Mais la fatigue l'accabla lui-même, ses paupières se fermèrent, il s'endormit à son tour. Puis, sa tête glissa, sa joue vint toucher la joue de son amie, qui dormait très douce, le front contre son épaule. Alors, leurs chevelures se mêlèrent. Elle avait ses cheveux d'or, ses cheveux royaux dénoués à demi; et il en eut la face baignée, il rêva dans l'odeur de ses cheveux.
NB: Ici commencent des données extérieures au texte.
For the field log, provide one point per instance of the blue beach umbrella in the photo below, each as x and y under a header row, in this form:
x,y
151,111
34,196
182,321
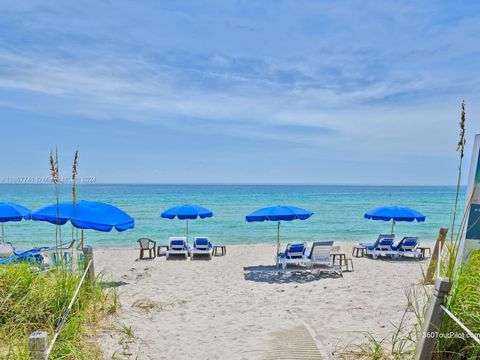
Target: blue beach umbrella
x,y
12,212
279,213
86,215
394,213
186,212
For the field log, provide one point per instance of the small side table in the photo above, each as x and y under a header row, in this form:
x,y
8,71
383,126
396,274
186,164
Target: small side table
x,y
161,246
215,251
423,250
359,251
342,261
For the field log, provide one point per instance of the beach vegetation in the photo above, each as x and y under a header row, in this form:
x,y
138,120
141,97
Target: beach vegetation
x,y
32,300
463,302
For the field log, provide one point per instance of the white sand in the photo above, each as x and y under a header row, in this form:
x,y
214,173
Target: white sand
x,y
209,310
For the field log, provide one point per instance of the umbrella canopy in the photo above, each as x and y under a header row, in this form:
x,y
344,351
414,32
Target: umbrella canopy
x,y
279,213
186,212
86,215
394,213
12,212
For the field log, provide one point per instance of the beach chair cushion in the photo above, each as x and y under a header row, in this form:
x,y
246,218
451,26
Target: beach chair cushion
x,y
408,243
202,243
6,250
294,251
177,244
146,243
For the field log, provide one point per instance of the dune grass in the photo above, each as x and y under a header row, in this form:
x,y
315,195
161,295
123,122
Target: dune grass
x,y
31,301
464,303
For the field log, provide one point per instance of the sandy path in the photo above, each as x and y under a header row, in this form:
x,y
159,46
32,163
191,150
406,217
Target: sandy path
x,y
209,310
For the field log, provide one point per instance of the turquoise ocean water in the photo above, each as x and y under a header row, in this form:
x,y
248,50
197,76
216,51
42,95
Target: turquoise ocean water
x,y
338,212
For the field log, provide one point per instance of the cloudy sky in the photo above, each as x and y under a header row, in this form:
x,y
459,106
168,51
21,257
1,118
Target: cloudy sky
x,y
351,92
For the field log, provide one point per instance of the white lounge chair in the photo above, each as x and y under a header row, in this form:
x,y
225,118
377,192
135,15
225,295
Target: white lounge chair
x,y
201,246
382,246
408,246
293,254
177,246
320,256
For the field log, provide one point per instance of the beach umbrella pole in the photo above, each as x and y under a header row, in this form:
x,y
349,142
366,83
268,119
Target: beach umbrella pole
x,y
278,243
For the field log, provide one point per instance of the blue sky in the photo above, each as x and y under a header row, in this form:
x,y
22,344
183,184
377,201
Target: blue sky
x,y
351,92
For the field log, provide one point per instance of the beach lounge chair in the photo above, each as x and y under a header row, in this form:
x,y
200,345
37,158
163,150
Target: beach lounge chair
x,y
293,254
408,245
320,256
178,246
201,246
147,245
382,246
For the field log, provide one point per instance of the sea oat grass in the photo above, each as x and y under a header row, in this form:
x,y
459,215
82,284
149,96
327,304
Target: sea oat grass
x,y
31,301
464,303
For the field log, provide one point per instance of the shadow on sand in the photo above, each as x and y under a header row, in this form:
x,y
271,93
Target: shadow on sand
x,y
112,284
273,275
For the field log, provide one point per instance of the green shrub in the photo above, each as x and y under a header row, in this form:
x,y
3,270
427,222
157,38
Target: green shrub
x,y
31,301
464,303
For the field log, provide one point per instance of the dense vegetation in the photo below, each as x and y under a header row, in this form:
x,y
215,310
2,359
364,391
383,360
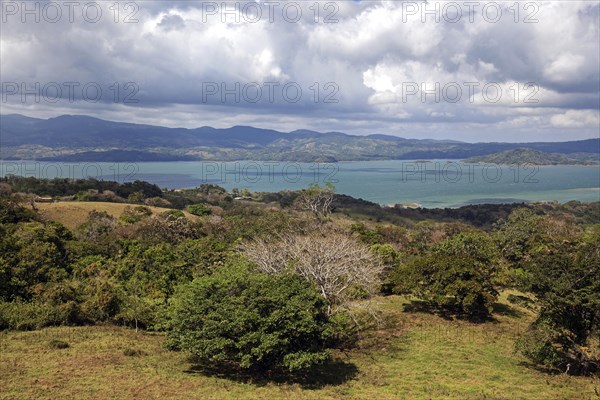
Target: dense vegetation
x,y
294,270
525,156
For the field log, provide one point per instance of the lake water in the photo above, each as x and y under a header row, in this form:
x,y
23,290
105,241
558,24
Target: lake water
x,y
435,183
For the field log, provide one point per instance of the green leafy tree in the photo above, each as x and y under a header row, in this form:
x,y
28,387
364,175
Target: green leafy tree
x,y
236,318
566,279
199,209
459,273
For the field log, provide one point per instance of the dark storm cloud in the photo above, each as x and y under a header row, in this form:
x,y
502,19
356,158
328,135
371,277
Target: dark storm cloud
x,y
353,74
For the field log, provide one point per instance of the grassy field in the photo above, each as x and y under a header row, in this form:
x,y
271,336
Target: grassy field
x,y
73,213
412,356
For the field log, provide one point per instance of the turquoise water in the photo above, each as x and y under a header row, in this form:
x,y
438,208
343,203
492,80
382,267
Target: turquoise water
x,y
436,183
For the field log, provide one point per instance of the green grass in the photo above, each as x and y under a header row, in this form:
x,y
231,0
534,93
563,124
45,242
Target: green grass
x,y
410,356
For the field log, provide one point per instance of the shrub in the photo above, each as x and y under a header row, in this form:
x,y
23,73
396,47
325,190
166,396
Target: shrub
x,y
199,209
129,352
131,215
249,321
58,344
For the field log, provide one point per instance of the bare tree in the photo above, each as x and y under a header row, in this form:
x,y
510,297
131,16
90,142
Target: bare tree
x,y
338,265
317,199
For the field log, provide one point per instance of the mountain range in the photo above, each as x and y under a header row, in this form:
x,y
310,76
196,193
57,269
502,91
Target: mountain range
x,y
85,138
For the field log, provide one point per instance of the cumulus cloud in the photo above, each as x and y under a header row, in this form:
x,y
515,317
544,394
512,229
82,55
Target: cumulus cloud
x,y
407,68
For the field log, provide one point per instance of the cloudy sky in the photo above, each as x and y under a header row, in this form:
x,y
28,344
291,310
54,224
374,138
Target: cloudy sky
x,y
473,71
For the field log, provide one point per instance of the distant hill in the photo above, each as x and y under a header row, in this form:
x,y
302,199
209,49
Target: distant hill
x,y
536,157
85,138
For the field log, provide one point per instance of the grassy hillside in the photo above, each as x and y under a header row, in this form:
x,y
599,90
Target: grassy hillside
x,y
412,356
73,213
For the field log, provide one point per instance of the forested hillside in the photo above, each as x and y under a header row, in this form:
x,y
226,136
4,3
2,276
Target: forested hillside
x,y
296,291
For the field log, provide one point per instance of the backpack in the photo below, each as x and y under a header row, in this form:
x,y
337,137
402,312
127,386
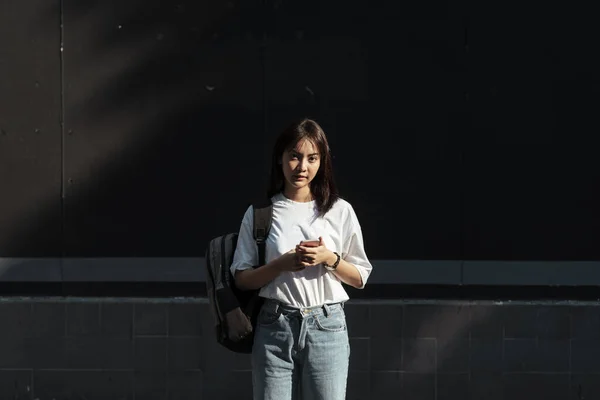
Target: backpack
x,y
235,311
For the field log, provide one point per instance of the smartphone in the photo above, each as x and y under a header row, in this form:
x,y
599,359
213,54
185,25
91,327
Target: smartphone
x,y
310,243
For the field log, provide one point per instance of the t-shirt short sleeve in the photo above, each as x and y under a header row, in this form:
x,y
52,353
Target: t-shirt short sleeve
x,y
246,251
354,247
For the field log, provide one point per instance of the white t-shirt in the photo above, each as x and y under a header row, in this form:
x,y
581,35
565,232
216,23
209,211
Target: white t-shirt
x,y
292,223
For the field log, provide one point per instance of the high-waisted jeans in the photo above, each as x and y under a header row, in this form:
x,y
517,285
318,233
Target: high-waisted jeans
x,y
300,353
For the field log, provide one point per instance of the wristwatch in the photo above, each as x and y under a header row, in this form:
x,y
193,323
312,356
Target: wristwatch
x,y
334,266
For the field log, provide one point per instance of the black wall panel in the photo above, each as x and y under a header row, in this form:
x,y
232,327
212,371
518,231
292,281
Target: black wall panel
x,y
407,174
531,166
165,118
30,130
459,131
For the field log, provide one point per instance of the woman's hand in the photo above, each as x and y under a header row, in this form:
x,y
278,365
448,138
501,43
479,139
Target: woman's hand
x,y
289,262
312,256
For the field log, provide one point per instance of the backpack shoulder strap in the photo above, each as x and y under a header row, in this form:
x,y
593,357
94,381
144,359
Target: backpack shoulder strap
x,y
263,214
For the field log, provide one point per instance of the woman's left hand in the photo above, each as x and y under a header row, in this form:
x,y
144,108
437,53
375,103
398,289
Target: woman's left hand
x,y
313,256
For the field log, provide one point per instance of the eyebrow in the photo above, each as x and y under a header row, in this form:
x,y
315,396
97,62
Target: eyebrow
x,y
310,155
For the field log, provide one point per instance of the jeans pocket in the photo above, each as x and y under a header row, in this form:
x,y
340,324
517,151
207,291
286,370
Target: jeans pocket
x,y
335,322
268,317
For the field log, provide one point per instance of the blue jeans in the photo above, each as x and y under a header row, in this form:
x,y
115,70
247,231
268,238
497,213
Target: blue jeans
x,y
300,354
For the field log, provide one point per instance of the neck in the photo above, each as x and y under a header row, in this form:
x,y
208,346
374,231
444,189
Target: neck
x,y
301,195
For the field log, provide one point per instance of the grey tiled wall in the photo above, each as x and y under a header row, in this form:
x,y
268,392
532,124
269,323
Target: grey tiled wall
x,y
417,350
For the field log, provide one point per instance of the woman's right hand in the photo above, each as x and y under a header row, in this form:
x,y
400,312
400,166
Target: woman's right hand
x,y
289,262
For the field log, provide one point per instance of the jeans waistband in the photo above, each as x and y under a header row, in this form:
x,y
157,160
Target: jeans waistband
x,y
277,306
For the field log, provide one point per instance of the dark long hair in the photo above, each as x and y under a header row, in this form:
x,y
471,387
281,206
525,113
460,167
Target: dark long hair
x,y
322,187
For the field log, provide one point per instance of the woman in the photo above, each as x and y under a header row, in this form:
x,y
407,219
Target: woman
x,y
301,348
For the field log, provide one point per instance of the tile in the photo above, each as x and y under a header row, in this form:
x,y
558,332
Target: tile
x,y
187,319
150,319
452,355
150,385
585,355
486,355
89,385
417,386
486,386
419,355
186,353
150,353
585,322
17,319
358,387
48,319
358,319
386,355
486,321
520,386
452,386
386,320
520,322
83,319
360,354
384,383
436,321
521,355
15,385
585,386
553,322
116,319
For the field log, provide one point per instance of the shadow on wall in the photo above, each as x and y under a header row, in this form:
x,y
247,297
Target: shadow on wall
x,y
163,112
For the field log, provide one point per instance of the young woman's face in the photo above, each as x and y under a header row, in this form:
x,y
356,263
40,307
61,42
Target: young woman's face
x,y
300,165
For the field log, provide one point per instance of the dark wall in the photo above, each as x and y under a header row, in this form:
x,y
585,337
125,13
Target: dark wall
x,y
419,350
460,131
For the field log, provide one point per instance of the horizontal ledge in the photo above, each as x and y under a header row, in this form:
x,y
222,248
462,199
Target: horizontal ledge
x,y
412,272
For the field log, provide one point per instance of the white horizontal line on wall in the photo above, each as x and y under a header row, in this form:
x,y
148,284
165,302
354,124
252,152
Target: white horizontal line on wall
x,y
193,269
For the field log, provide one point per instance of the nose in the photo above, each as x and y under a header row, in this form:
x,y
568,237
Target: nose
x,y
303,165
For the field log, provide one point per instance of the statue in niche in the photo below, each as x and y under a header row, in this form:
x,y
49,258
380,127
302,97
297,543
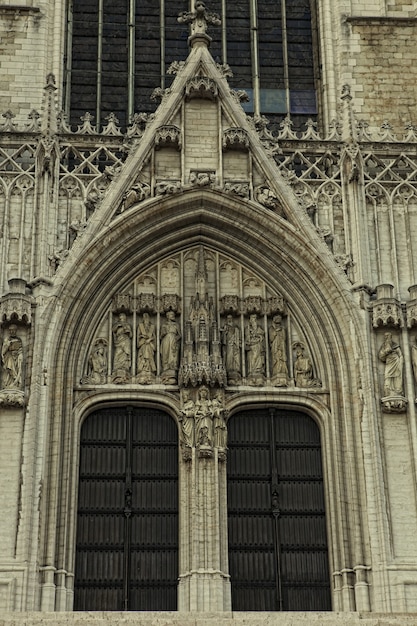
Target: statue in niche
x,y
146,341
219,421
186,419
231,351
97,363
390,353
414,358
122,359
170,348
255,352
303,368
204,419
277,342
12,359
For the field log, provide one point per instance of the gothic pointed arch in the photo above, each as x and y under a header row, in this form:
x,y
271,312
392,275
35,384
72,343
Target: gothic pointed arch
x,y
159,258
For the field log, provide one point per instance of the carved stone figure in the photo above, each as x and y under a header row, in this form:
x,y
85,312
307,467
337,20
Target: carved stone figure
x,y
303,368
277,342
204,418
231,351
12,359
146,354
186,418
255,352
97,363
122,359
414,358
219,421
170,348
390,353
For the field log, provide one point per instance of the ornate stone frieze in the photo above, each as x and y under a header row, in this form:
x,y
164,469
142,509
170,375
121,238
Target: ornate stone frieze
x,y
202,417
235,139
391,355
253,304
265,196
122,302
201,87
387,312
167,187
240,188
411,307
16,306
197,319
137,193
12,363
229,304
147,302
201,178
168,136
169,302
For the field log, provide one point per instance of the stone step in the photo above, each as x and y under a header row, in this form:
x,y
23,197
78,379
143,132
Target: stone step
x,y
100,618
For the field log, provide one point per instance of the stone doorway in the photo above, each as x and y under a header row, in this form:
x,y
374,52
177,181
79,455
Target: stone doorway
x,y
278,555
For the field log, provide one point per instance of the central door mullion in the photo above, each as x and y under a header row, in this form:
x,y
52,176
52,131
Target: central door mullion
x,y
128,509
275,509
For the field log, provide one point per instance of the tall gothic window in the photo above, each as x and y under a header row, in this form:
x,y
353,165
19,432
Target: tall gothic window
x,y
118,51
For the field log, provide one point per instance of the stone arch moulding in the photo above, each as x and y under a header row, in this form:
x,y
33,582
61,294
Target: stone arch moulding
x,y
204,228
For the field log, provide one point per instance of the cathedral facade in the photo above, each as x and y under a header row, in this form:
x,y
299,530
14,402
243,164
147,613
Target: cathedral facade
x,y
208,307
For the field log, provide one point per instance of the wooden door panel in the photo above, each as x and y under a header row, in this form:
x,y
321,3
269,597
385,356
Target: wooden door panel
x,y
127,528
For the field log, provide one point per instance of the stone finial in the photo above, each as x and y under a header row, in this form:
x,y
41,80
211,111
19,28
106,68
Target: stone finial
x,y
199,19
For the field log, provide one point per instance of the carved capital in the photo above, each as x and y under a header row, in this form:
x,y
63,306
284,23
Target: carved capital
x,y
394,404
13,398
387,312
16,307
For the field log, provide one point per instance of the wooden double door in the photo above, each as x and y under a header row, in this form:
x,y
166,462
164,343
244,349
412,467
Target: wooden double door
x,y
127,529
127,526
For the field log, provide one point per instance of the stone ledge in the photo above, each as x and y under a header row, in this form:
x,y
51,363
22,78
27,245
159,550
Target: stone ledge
x,y
101,618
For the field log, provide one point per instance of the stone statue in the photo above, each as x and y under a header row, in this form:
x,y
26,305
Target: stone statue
x,y
186,419
414,358
277,342
170,348
219,421
146,341
255,352
12,360
390,353
231,351
204,418
97,363
122,359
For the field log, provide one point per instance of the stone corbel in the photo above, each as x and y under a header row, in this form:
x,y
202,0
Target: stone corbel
x,y
411,307
201,87
16,306
235,139
168,136
146,303
122,303
169,302
386,310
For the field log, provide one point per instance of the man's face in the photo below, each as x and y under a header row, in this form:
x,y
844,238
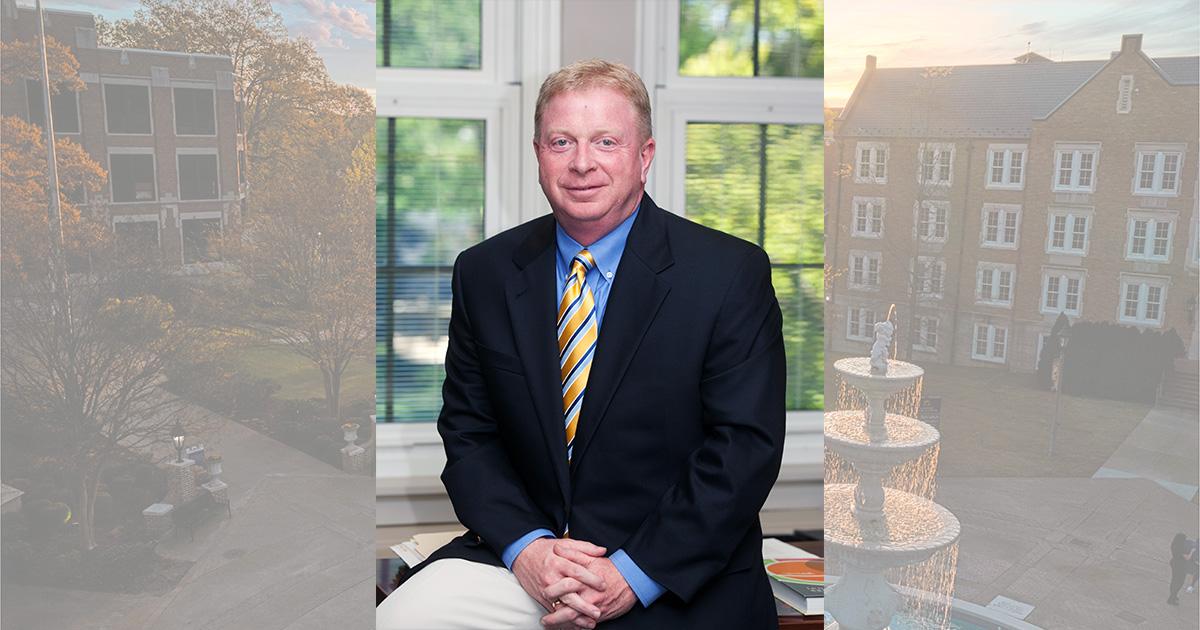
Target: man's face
x,y
592,160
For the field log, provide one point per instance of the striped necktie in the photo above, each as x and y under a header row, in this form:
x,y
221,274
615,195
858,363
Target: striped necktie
x,y
576,341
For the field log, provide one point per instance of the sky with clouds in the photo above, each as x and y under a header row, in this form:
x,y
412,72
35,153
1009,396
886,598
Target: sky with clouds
x,y
342,31
976,31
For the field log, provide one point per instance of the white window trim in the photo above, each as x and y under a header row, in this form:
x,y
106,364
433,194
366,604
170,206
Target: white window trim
x,y
1078,149
1145,281
991,342
883,213
1072,214
1008,150
127,81
941,147
870,147
1162,150
179,173
996,268
133,150
1152,220
867,256
918,208
1063,275
195,85
1005,209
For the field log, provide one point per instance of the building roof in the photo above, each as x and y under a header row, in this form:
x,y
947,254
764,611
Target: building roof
x,y
993,101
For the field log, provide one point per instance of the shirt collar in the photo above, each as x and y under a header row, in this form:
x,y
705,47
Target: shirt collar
x,y
605,251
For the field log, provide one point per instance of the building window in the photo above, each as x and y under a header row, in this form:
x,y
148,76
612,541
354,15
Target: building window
x,y
132,178
1062,292
925,334
1150,238
861,324
199,239
994,283
868,217
873,163
195,112
1068,232
1001,223
864,270
127,108
1006,166
1157,171
930,276
936,163
990,343
1143,299
64,106
933,219
1075,167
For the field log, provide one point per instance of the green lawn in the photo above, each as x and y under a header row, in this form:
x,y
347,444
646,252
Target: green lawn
x,y
299,378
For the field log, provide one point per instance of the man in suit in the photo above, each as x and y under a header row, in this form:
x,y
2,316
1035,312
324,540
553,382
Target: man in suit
x,y
613,405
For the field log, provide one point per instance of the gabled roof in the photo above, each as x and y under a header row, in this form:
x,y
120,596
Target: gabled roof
x,y
993,101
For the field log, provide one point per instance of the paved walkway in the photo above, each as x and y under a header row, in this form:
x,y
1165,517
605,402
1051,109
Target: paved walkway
x,y
295,555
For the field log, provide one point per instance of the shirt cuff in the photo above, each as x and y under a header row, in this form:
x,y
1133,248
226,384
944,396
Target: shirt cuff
x,y
646,589
514,550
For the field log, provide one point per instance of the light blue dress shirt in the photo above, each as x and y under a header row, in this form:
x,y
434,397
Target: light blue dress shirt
x,y
606,252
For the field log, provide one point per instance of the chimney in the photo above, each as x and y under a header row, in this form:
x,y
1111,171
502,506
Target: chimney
x,y
1131,43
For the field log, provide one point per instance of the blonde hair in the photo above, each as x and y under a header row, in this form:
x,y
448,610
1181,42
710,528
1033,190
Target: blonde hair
x,y
595,73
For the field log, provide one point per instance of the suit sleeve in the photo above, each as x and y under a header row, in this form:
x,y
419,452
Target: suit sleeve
x,y
486,492
691,534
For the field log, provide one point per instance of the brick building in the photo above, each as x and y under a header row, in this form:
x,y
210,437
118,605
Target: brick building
x,y
985,201
163,125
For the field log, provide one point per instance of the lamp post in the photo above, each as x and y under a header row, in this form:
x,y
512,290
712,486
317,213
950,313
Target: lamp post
x,y
177,437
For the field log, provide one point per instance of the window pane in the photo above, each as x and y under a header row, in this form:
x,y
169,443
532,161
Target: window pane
x,y
763,184
127,108
193,112
429,34
717,39
429,208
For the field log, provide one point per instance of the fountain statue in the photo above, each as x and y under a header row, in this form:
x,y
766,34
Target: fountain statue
x,y
874,531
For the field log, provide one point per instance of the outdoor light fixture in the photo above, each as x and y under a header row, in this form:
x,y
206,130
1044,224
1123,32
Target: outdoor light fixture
x,y
178,438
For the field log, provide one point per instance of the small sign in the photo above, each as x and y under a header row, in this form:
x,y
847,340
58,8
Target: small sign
x,y
931,412
1018,610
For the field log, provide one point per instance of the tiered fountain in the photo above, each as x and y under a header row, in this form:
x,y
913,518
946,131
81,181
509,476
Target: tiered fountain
x,y
881,521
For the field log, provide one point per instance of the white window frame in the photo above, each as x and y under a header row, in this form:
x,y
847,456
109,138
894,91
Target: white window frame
x,y
1144,282
1003,213
940,162
873,150
867,256
990,355
133,150
870,203
930,234
1062,276
1077,150
179,172
924,264
865,331
127,81
1152,221
994,297
195,85
1072,215
921,333
1007,151
1159,151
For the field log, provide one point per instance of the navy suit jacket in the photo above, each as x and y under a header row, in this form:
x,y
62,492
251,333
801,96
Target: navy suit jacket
x,y
682,430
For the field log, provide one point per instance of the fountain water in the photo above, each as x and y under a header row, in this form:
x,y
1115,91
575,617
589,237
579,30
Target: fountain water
x,y
892,545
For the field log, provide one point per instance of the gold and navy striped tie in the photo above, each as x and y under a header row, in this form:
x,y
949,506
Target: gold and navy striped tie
x,y
576,341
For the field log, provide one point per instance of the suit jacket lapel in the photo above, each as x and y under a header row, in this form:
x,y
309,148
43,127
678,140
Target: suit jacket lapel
x,y
634,301
531,300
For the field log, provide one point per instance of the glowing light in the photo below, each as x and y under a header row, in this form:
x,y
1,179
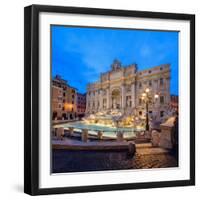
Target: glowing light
x,y
147,90
144,94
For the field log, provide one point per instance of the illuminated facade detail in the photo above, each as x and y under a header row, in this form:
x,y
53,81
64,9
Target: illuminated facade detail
x,y
64,100
121,89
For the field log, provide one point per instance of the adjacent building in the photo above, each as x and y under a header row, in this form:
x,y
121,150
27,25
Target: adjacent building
x,y
81,104
121,89
64,98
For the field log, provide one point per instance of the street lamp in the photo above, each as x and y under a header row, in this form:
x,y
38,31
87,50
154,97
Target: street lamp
x,y
146,97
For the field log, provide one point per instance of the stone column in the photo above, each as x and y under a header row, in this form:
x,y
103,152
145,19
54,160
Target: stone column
x,y
84,135
60,133
100,100
71,130
133,95
120,136
100,135
123,96
167,130
108,98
Sans doute, le même songe de béatitude les visitait à la fois, car leurs figures tendres avaient pris la même expression de ravissement, ils riaient tous les deux aux anges. C'était l'abandon chaste et passionné, l'innocence de ce sommeil de hasard, qui les mettait ainsi aux bras l'un de l'autre, les membres joints, les lèvres tièdes et rapprochées, confondant les haleines, comme des enfants nus couchés dans le même berceau. Et telle fut la nuit de leurs noces, la consommation du mariage spirituel où ils devaient vivre, un anéantissement délicieux de lassitude, à peine un rêve fuyant de possession mystique, au milieu de ce wagon de misère et de souffrance, qui roulait, roulait toujours dans la nuit noire. Des heures, des heures coulèrent, les roues grondaient, les bagages se balançaient aux patères; tandis que, des corps entassés, écrasés, ne montait que la fatigue énorme, la grande courbature physique du pays des miracles, au retour du surmenage des âmes.
À cinq heures, enfin, comme le soleil se levait, il y eut un réveil brusque, l'entrée retentissante dans une grande gare, des appels d'employés, des portières qui s'ouvraient, du monde qui se bousculait. On était à Poitiers, et tout le wagon se trouva debout, au milieu d'un bruit de voix, d'exclamations et de rires.
C'était la petite Sophie Couteau qui descendait là et qui faisait ses adieux. Elle embrassa toutes ces dames, elle passa même par-dessus la cloison, pour aller prendre congé de sœur Claire des Anges, que personne n'avait revue depuis la veille, disparue dans son coin, menue et silencieuse, avec ses yeux de mystère. Puis, l'enfant revint, prit son petit paquet, se montra gentille surtout pour sœur Hyacinthe et pour madame de Jonquière.
—Au revoir, ma sœur! au revoir, madame!... Je vous remercie de toutes vos bontés.
—Il faudra revenir l'année prochaine, mon enfant.
—Oh! ma sœur, je n'y manquerai pas! C'est mon devoir.
—Et, chère petite, conduisez-vous bien, portez-vous bien, pour que la sainte Vierge soit fière de vous.
—Bien sûr, madame, elle a été si bonne, ça m'amuse tant de retourner la voir!